A farla corta, se il vitalizio dell’ex dirigente Telecom fosse basato sui contributi che versò, avrebbe come dicevamo non 91 mila euro e mezzo al mese ma, appunto, 37 mila. Anzi, un calcolo più restrittivo messo a punto l’anno scorso parlava addirittura di 25 mila. Il che farebbe supporre un bonus supplementare mensile di 66 mila euro.
Tema:
cosa dovrebbe fare lo Stato? Amputargli di netto la pensione?

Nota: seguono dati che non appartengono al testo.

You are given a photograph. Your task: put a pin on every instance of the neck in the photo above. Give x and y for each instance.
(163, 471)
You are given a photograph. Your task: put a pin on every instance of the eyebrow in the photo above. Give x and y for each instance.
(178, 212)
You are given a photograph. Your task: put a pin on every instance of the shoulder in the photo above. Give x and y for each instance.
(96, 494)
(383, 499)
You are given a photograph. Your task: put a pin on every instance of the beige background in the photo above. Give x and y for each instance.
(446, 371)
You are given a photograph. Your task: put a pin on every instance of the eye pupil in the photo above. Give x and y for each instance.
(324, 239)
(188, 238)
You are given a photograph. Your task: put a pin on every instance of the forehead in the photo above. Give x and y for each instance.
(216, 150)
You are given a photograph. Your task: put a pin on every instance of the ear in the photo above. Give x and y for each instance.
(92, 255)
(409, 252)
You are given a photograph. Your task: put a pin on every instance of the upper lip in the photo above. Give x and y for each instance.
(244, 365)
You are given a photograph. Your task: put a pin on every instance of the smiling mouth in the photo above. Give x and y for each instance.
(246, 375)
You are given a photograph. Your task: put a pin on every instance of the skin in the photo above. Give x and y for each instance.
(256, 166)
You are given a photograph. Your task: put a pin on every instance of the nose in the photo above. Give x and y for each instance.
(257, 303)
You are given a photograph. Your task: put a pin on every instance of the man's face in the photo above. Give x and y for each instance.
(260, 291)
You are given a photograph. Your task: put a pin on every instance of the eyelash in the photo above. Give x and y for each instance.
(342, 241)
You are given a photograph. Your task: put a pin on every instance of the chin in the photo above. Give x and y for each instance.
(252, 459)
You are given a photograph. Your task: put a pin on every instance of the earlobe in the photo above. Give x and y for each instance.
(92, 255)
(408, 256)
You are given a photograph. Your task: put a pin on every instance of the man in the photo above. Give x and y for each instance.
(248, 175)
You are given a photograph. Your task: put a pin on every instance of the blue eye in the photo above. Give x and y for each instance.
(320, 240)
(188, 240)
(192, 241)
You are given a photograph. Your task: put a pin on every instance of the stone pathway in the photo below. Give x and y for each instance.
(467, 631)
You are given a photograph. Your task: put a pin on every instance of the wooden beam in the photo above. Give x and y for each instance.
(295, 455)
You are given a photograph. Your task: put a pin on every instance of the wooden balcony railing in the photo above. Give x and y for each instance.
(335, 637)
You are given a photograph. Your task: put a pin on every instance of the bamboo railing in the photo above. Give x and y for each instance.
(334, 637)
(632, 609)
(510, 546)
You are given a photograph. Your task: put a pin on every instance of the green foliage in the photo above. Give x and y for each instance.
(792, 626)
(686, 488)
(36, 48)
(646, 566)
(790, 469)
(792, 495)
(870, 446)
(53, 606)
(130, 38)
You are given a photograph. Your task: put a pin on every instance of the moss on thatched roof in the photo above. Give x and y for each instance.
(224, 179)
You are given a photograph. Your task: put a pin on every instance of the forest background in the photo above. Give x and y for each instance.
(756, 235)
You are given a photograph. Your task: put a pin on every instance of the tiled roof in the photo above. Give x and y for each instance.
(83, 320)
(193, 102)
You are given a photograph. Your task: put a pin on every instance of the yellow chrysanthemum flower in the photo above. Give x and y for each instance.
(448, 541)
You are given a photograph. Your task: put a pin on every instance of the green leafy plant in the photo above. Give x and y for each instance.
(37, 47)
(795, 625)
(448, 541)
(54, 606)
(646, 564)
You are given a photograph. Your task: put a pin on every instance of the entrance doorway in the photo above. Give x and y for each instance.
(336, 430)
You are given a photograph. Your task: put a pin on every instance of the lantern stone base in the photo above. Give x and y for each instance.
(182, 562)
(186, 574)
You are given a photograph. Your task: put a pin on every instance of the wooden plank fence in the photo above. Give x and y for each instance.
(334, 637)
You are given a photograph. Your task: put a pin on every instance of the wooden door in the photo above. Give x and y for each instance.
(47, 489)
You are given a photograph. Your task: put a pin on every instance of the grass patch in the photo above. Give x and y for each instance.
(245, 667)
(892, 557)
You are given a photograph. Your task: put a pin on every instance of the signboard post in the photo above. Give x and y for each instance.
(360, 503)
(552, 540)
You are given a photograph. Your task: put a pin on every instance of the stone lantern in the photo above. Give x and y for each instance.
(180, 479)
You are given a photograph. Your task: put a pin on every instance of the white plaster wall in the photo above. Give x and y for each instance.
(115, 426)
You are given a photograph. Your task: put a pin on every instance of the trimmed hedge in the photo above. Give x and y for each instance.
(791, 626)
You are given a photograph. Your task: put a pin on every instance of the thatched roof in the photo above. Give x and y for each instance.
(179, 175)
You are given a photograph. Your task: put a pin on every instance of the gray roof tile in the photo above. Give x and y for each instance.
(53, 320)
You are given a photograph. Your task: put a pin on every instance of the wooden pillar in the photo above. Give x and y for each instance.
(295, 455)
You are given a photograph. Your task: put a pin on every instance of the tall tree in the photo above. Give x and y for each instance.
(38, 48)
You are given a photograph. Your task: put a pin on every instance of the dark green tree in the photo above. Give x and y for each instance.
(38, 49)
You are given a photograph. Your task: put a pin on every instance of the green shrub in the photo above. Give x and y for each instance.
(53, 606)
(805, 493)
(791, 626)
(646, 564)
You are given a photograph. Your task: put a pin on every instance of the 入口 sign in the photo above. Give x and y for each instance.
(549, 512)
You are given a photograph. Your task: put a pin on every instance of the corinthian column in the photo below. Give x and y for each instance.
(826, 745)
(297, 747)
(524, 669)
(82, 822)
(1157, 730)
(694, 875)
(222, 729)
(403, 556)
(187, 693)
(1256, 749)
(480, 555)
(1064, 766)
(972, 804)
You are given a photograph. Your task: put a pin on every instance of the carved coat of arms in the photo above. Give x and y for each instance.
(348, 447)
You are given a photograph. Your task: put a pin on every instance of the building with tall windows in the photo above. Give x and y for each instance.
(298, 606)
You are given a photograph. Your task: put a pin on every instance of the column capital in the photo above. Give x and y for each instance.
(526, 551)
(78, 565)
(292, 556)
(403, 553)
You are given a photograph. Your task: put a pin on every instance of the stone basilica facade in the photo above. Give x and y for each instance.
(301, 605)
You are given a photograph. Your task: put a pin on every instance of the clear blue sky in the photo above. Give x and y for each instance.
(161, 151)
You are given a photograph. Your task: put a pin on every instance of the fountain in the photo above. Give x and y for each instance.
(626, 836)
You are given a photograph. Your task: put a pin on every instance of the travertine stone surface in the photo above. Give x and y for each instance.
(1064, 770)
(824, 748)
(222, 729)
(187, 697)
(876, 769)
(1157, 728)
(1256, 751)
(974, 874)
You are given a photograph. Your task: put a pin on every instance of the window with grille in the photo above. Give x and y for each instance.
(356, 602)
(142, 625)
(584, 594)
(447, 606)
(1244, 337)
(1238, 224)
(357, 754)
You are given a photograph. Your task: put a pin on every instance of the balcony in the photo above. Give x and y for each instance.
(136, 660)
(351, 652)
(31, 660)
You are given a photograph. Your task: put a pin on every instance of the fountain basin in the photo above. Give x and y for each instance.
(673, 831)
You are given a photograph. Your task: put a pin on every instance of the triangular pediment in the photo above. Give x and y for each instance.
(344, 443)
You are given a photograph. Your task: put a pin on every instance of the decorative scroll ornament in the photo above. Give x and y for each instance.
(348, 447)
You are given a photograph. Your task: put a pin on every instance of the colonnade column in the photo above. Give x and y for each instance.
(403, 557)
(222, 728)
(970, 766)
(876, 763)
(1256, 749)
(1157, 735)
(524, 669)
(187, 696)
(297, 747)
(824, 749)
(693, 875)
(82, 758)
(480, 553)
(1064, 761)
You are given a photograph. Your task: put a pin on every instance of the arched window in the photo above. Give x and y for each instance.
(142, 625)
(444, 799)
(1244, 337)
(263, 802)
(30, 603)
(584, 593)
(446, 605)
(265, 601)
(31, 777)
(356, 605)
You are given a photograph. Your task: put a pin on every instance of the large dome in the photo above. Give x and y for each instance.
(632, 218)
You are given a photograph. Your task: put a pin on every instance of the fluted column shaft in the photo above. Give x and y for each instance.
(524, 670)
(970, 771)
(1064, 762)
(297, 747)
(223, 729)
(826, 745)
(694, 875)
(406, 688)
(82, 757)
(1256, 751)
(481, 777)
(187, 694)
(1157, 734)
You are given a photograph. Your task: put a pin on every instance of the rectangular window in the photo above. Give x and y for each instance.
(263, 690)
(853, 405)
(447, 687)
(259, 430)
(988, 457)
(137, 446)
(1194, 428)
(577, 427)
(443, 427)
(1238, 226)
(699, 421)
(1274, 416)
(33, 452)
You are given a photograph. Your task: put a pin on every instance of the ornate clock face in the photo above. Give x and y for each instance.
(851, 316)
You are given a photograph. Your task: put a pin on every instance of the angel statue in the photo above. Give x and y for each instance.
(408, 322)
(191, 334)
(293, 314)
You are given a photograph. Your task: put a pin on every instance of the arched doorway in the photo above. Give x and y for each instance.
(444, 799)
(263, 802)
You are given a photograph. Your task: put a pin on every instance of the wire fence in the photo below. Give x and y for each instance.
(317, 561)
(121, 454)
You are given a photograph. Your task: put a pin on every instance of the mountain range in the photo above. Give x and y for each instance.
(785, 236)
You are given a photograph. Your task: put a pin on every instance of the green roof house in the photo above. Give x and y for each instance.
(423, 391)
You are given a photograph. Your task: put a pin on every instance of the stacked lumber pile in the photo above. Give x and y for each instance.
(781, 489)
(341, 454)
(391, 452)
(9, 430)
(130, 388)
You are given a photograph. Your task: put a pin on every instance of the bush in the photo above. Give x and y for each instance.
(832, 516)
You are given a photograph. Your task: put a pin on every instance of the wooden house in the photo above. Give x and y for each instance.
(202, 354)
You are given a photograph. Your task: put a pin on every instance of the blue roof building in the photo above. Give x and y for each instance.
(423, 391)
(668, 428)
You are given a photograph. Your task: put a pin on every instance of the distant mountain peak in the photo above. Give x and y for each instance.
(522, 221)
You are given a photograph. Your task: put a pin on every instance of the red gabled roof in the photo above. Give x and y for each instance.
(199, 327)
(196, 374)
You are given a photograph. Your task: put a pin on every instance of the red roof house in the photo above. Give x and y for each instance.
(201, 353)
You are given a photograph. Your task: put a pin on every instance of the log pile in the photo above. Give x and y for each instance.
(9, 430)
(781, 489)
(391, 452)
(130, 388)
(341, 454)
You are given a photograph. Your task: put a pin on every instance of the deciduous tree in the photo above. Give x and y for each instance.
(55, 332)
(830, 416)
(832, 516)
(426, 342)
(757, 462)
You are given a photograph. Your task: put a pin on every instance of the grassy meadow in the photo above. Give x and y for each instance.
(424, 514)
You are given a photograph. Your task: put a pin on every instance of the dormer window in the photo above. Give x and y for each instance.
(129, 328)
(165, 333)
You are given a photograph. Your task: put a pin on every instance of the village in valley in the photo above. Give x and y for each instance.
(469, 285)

Chiedergli indietro i soldi ricevuti fino ad oggi? E se poi ricorre
alla Corte costituzionale chiedendo che venga rispettato il
contratto, giusto o sbagliato che fosse, che aveva firmato con lui?
Non
è facile uscirne. Tanto più che, come spiegano vari osservatori tra
cui Giuliano Cazzola e Maurizio Sacconi, chi se n’è andato col
retributivo e si trova oggi in una situazione che appare di
privilegio e dunque a rischio, non ha più la possibilità di
rimediare «operosamente», andando in pensione più tardi o
facendosi un vitalizio alternativo, al cambio delle regole. Lo stesso
Sentinelli potrebbe dire: se avessi saputo che finiva così avrei
potuto investire quei milioni versati negli ultimi anni in una
assicurazione privata, magari guadagnandoci... E la stessa cosa vale
per molti altri.
Tito Boeri, il presidente dell’Inps, lo sa. E l’ha già detto: un ricalcolo delle pensioni (a parte la difficoltà di conteggiare una miriade di casi) con l’amputazione secca e brutale dei vitalizi più alti, è di fatto impossibile. Di più: quell’amputazione forse vendicherebbe certe ingiustizie ma sarebbe a sua volta ingiusta e potrebbe perfino, dicono i tecnici, avere effetti negativi sull’insieme. Probabilmente si finirà con una revisione a scaglioni progressivi. Più dura per chi riceve moltissimo più di quanto aveva versato, più morbida per i vitalizi meno scandalosi e offensivi nei confronti di chi fatica ad arrivare a fine mese.
Una cosa è sicura: per quanto possano essere limitati i vantaggi per le pubbliche casse (neppure requisendo ogni centesimo delle pensioni più spropositate si metterebbe una toppa ai buchi nei conti pubblici) nessun progetto di riforma che tocchi tutti i cittadini potrà mai essere portato avanti senza toccare «prima» i megavitalizi come quelli di cui parliamo. Non è solo una questione di soldi. È che non possiamo scaricare sui nostri figli e nipoti il peso di «diritti acquisiti» abnormi dovuti a leggine cervellotiche. Anche loro hanno un diritto acquisito dalla nascita: non essere discriminati rispetto ai genitori e ai nonni.